2. What is ChIP-seq?

By now, we have become familiar with some "flavors" of sequencing data, the most straightforward being DNA sequencing. However, the basic idea of identifying the nucleotide composition of short pieces of DNA in a massively high-throughput fashion has also been applied to many biological questions beyond understanding the genomic DNA in a sample. These different applications typically involve varying the steps involved in "library preparation", the process of taking a sample (i.e. some cells from cell culture or a tissue sample from a patient) and ultimately extracting some set of DNA fragments to be measured using sequencing technology. For example, RNA sequencing involves reverse transcribing RNA molecules into cDNA, which can then be sequenced using standard DNA sequencing. Chromatin immunoprecipitation followed by sequencing (ChIP-seq) follows the same idea. The goal of the protocol is to isolate DNA fragments that are bound by a specific transcription factor or marked by a specific histone modification, and the fundamental idea is to use antibodies against the transcription factor or histone modification to retrieve only the relevant DNA, then sequence these DNA fragments.

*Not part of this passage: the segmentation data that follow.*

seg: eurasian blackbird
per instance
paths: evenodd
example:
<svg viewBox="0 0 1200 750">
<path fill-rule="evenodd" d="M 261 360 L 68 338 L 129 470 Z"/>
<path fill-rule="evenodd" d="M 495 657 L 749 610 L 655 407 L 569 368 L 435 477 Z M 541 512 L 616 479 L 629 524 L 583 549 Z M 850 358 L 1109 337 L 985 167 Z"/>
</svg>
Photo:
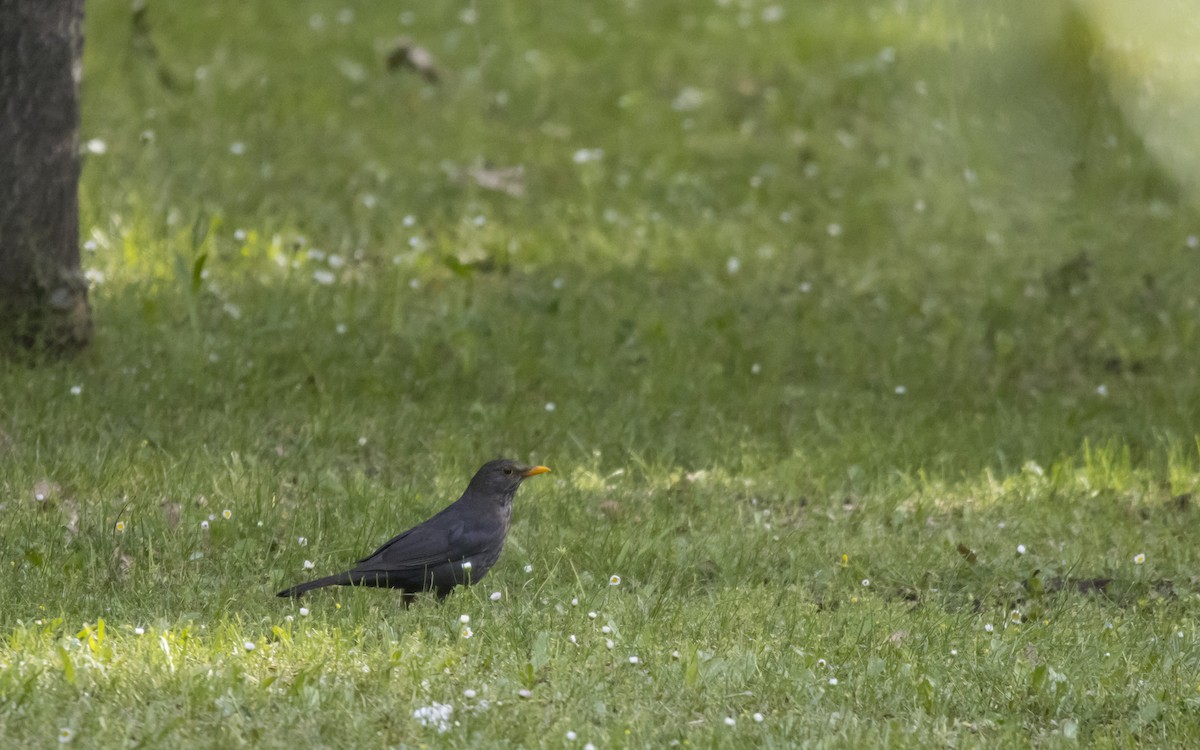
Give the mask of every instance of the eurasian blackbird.
<svg viewBox="0 0 1200 750">
<path fill-rule="evenodd" d="M 420 592 L 437 592 L 444 599 L 455 586 L 487 575 L 504 548 L 517 487 L 548 470 L 509 458 L 490 461 L 475 472 L 462 497 L 438 515 L 384 542 L 350 570 L 278 595 L 300 596 L 324 586 L 372 586 L 402 589 L 404 604 Z"/>
</svg>

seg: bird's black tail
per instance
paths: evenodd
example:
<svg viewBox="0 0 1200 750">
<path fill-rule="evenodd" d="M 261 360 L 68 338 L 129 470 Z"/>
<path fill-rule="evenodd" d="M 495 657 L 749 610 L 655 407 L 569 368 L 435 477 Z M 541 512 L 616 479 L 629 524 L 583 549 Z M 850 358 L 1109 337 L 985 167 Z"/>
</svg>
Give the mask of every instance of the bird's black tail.
<svg viewBox="0 0 1200 750">
<path fill-rule="evenodd" d="M 346 586 L 353 583 L 354 580 L 350 577 L 349 572 L 340 572 L 332 576 L 325 576 L 324 578 L 317 578 L 316 581 L 308 581 L 307 583 L 298 583 L 292 588 L 286 588 L 276 596 L 293 596 L 299 599 L 301 594 L 314 588 L 324 588 L 326 586 Z"/>
</svg>

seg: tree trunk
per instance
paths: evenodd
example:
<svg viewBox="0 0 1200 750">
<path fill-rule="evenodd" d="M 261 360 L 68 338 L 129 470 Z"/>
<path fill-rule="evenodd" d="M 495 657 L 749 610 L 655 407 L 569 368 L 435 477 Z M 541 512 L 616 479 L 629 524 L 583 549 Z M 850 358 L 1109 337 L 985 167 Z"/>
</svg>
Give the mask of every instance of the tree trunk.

3. How ChIP-seq libraries are prepared

We won't go into the nitty gritty of library preparation here, but we can follow this diagram to understand the general steps:

(Diagram from Wikipedia: https://en.wikipedia.org/wiki/ChIP-sequencing)







  1. First, the input samples are typically treated with formaldehyde, which cross-links DNA with any proteins that are bound to that site (such as transcription factors and histone proteins in the chromatin complex).





  2. Next, the cells are lysed and the crosslinked chromatin is purified and sheared by sonication or micrococcal nuclease so that small (typically 200-600 bp) fragments of DNA remain, including the proteins bound to that DNA.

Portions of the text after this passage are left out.